Molarity, concentration in mol/L or mol L^-1, is given the symbol c (sometimes M).
For a 0.01 mol L^-1 HCl solution we can write :
[HCl] = 0.01 mol L^-1 (concentration implied by square brackets around formula)
or
c(HCl) = 0.01 mol L^-1 (c stands for concentration, formula given in round brackets or parentheses)

	solute	solvent	solution
units of measurement	moles mol	litres L	moles per litre mol L^-1 (mol/L or M)

Equation (formula or expression) to calculate the molarity of a solution (concentration in mol L^-1) is

c = n ÷ V
where	c = concentration of solution in mol L^-1 (mol/L or M), n = moles of substance being dissolved (moles of solute), V = volume of solution in litres (L)
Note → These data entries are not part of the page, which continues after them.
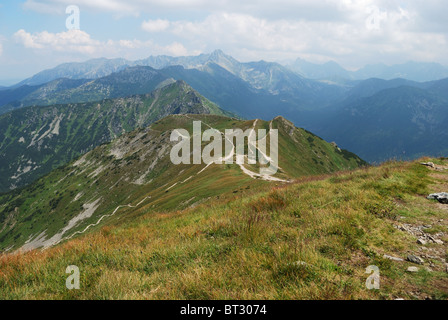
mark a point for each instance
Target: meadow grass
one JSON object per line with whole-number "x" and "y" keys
{"x": 312, "y": 239}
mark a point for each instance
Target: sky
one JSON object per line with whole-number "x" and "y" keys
{"x": 40, "y": 34}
This equation (formula or expression) can be re-arranged to find:
moles of solute given molarity and volume of solution:
n = c × V
volume of solution given moles of solute and molarity:
V = n ÷ c

Please do not block ads on this website.
No ads = no money for us = no free stuff for you!

Molarity Concepts

Molarity is the term given for concentrations that are given in units of moles per litre (mol L^-1 or mol/L or M)

Consider the diagram on the right.

The black box represents a 1 litre container.

The white space in the box represents the volume occupied by the solvent.

Each blue X represents 1 mole of sugar molecules.

How many moles of sugar molecules are shown in this container? 1 mole
What is the volume of the container in litres? 1 L

Molarity, concentration in mol L^-1, tells us how many moles of solute are in 1 L of solution.

What is the concentration of sugar molecules in the solution?
There is 1 mole of sugar molecules per 1 litre of solution.
That is 1 mole per litre, or 1 mol L^-1
Concentration of sugar molecules = 1 mol L^-1 (1 mol/L or 1 M)

concentration of sugar solution = moles of sugar ÷ volume of solution (in L)

Consider the diagram on the right.

The red box represents a 0.5 litre container.

The white space in the box represents the volume occupied by the solvent.

Each blue X represents 1 mole of sugar molecules.

How many moles of sugar molecules are shown in this container? 1 mole
What is the volume of the container in litres? 0.5 L

What is the concentration of sugar molecules in the solution?
There is 1 mole of sugar molecules per 0.5 litre of solution.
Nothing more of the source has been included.